As yet more proof that free improvisation has no bounds, vocalist Mankwe Ndosi has put together a quartet with the great Tomeka Reid on cello, Davu Seru on drums, and Sylvia Bolognesi on bass. A vinyl version of the release contains just short of 40 minutes of music, while the digital version adds about 24 more.
These loosely structured pieces are true collaborations, in the sense that each instrument is equally important. Mdosi’s vocals are scat-like and often wordless, reminiscent of Kyoko Kitamura’s recent works, as well as those of historical importance. She gives her voice a workout with moans, cries, breathiness, using her lips and throat to craft unusual sounds. Nonetheless, with the help of her bandmates, she is able to tell a story through mood, inflection, and tone.

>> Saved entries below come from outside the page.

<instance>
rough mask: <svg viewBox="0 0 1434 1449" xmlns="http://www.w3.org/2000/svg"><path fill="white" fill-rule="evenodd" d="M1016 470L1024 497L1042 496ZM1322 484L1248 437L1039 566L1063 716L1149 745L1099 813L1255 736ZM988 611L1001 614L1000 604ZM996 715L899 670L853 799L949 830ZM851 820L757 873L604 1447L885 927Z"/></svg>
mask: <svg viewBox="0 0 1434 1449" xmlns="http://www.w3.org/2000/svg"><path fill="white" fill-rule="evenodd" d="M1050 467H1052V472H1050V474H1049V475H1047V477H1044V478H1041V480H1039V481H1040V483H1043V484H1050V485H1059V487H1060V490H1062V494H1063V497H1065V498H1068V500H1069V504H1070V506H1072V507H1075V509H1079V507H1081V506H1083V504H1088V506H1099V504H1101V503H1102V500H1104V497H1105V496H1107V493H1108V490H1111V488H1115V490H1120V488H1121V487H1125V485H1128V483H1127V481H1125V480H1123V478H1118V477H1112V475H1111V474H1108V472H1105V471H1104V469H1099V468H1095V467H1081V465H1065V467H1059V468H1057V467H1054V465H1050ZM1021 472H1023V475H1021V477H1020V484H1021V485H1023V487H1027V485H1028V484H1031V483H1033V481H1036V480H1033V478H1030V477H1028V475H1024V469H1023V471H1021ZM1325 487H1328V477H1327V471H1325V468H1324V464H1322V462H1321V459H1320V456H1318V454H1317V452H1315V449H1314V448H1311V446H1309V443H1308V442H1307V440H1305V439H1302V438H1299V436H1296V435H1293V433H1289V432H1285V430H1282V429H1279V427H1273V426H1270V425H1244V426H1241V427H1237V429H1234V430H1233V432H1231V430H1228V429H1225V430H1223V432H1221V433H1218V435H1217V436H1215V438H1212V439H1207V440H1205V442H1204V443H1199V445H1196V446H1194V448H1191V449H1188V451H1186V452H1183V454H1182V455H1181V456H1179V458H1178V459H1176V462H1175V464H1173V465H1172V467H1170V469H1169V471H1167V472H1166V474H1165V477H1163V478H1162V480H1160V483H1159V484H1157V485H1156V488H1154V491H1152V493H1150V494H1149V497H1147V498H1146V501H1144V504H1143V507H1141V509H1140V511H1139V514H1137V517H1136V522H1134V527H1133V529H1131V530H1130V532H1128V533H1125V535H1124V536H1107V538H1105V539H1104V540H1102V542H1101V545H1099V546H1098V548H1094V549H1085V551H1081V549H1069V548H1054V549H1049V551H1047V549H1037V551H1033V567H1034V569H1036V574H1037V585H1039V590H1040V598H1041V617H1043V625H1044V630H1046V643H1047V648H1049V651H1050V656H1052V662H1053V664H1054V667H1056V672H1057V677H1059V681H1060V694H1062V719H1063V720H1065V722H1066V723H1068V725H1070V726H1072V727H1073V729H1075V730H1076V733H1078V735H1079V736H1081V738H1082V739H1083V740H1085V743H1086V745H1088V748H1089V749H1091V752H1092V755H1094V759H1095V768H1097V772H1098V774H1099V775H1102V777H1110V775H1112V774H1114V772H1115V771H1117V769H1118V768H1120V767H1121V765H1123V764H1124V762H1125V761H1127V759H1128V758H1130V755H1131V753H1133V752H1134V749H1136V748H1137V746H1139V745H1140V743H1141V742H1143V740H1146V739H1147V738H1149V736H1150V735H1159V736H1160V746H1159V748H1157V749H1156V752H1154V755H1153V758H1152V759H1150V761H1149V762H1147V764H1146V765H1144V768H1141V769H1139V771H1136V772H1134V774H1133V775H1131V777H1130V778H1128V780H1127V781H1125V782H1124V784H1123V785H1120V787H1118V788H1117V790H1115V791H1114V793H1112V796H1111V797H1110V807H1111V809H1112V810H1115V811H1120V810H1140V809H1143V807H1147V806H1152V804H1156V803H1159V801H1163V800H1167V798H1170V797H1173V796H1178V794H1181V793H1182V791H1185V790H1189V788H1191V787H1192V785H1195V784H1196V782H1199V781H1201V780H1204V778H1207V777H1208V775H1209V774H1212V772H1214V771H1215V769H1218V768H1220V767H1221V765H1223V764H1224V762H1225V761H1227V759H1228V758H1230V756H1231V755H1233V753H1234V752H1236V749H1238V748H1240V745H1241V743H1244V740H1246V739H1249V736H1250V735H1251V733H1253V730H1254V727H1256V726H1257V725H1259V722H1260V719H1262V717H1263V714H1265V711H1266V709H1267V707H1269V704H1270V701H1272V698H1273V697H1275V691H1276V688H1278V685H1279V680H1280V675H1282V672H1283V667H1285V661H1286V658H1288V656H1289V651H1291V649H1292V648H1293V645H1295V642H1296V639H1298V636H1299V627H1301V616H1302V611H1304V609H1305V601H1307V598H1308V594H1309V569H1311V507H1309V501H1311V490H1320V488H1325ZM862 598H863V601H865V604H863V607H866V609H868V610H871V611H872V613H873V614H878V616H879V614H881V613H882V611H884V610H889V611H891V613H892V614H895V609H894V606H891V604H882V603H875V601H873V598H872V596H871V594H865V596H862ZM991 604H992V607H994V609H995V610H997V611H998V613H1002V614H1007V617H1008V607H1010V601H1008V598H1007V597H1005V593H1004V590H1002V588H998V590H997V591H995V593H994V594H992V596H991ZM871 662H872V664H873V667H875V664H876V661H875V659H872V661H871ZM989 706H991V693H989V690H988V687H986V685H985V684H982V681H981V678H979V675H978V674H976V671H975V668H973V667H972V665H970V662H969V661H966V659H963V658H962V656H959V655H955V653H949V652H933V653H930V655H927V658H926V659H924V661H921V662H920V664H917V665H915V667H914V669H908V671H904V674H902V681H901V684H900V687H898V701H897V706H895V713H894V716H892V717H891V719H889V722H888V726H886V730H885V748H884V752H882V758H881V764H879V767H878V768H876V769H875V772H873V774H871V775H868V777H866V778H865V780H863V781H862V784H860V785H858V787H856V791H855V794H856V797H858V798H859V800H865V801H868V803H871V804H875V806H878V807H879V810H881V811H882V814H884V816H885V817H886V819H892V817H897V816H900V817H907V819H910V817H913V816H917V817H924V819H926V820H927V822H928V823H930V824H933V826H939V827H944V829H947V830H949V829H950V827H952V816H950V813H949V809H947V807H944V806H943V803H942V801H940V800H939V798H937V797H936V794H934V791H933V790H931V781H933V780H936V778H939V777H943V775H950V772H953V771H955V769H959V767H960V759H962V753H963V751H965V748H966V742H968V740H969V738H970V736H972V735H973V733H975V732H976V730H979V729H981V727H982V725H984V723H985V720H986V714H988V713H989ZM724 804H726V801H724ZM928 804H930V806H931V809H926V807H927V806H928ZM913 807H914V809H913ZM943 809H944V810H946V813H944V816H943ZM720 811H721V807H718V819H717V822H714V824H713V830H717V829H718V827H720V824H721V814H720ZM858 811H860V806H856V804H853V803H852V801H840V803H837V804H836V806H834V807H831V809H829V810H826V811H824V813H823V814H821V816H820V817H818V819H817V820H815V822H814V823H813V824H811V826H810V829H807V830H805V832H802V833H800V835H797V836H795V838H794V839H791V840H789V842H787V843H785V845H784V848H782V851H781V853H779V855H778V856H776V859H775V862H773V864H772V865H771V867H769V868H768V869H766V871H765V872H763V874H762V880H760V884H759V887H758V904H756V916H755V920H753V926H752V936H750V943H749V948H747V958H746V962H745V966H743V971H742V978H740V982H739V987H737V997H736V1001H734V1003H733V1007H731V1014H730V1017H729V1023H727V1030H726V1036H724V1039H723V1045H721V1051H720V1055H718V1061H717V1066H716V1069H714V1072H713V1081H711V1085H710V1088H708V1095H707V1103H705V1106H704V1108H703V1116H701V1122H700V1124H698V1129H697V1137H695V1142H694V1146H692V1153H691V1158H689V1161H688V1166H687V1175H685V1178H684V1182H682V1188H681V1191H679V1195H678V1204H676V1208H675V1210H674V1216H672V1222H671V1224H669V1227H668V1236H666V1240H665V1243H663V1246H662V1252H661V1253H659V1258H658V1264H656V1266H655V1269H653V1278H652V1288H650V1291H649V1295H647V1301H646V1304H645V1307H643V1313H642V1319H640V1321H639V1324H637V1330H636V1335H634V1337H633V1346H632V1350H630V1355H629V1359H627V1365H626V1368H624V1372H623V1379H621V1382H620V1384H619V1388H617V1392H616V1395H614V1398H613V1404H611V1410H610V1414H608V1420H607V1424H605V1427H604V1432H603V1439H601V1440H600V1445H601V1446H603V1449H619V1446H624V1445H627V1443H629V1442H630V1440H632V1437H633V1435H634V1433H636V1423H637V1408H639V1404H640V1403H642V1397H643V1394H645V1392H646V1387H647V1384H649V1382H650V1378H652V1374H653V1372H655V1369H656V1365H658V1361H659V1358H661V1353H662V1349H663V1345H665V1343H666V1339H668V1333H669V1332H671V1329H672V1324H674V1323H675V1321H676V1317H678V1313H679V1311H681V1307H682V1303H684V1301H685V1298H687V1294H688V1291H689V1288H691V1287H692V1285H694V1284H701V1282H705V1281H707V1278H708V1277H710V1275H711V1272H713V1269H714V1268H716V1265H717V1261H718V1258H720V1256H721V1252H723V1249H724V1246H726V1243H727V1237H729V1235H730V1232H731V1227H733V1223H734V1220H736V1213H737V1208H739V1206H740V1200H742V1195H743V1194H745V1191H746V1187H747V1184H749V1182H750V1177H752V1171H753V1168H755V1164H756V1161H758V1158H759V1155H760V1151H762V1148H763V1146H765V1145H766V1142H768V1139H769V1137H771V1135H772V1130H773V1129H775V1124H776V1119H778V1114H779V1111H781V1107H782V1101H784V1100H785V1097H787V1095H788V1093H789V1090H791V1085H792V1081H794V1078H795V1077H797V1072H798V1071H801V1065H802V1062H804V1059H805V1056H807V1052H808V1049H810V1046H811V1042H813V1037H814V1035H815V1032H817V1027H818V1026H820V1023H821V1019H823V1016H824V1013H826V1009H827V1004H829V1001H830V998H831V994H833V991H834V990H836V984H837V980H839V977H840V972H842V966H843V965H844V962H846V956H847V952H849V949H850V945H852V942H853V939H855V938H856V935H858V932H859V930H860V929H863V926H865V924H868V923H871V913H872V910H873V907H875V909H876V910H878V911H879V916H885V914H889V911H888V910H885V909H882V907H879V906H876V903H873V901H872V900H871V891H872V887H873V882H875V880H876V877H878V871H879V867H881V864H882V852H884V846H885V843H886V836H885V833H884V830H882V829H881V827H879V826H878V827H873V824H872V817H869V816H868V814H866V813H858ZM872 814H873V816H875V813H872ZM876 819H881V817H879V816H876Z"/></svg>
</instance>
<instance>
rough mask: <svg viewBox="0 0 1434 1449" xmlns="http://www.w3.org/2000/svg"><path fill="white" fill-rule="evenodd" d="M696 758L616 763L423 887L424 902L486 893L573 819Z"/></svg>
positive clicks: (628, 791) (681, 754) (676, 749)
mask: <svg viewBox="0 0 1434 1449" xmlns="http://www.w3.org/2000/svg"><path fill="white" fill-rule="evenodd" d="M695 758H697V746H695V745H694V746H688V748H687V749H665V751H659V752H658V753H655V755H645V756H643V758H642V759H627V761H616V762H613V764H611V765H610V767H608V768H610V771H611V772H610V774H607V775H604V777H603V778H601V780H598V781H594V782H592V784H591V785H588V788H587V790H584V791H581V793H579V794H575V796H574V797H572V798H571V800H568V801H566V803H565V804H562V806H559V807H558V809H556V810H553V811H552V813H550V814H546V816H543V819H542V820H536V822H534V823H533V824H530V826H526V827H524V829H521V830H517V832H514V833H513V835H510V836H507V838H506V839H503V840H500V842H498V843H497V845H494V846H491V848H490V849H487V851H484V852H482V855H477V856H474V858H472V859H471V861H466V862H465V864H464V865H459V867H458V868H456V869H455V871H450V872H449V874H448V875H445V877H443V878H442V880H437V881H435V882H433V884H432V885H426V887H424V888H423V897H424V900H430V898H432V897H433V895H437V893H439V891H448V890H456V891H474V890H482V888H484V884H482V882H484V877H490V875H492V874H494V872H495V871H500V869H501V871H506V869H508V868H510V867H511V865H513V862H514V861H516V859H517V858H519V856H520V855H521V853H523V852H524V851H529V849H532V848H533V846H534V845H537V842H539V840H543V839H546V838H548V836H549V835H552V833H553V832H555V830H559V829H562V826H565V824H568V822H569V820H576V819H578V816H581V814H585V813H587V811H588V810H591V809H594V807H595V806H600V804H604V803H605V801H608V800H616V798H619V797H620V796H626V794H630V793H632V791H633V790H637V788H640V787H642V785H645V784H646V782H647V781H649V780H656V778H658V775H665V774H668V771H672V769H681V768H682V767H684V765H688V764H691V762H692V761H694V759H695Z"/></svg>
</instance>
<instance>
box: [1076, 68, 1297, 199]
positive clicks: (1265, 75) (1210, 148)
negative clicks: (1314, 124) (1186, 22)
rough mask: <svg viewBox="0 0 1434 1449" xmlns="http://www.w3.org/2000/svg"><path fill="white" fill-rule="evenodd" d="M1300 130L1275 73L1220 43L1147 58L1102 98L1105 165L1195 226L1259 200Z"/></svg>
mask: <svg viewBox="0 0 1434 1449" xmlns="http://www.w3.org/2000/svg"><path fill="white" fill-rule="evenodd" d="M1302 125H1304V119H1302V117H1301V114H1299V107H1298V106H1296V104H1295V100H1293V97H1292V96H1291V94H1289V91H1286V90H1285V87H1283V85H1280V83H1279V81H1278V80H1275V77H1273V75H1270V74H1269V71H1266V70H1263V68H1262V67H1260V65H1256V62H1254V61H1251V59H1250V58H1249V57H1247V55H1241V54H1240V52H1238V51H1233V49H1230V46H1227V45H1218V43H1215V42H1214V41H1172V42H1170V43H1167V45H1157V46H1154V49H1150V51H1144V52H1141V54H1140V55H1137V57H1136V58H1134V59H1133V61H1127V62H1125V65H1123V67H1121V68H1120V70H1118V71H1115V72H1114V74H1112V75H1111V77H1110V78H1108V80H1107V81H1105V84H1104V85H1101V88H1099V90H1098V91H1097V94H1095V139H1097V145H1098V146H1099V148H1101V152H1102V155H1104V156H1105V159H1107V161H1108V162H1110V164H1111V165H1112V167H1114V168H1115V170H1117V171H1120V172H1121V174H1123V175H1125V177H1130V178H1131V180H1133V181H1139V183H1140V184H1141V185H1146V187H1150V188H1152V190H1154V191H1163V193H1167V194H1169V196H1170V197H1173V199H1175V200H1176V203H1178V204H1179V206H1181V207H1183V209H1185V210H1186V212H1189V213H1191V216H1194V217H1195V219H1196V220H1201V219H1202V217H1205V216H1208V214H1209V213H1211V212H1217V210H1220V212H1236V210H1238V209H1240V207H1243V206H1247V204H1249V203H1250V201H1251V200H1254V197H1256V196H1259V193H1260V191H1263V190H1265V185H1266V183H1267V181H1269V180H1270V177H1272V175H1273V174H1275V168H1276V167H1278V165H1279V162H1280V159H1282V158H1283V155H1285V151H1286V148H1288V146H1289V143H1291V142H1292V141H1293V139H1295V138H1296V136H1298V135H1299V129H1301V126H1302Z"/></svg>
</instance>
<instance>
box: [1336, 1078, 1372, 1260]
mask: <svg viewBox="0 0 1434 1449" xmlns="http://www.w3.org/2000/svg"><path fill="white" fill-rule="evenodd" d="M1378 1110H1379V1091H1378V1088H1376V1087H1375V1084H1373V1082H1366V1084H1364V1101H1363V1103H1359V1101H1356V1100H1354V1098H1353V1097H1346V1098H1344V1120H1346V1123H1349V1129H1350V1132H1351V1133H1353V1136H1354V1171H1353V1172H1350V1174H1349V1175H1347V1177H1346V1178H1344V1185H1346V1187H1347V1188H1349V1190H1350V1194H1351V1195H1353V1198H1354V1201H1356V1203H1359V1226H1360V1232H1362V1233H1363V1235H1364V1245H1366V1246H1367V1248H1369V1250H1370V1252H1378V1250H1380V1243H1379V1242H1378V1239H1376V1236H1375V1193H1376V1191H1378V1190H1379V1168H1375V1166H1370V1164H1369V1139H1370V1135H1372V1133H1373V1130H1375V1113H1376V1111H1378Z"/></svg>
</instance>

There is a distinct minimalization of melody and repeating structure, as Seru and Bolognesi eschew conventional patterns for non-stop exploration. These efforts are rich and tightly played despite their apparent lack of determinism. Bolognesi and Reid both employ bowing and assertive plucking in a variety of registers, and contribute layered drones. Reid’s playing, at times, resembles more of what one would expect from a member of a chamber ensemble than a jazz band.
The album is promoted as being AACM-like, and that moniker is appropriate as both Ndosi and Reid are affiliated with that organization. Beyond that, felt/not said also fits the AACM model of “serious” music spanning genres and cultures. Regardless, this is a singular effort of atypical music that is both intellectual and soulful.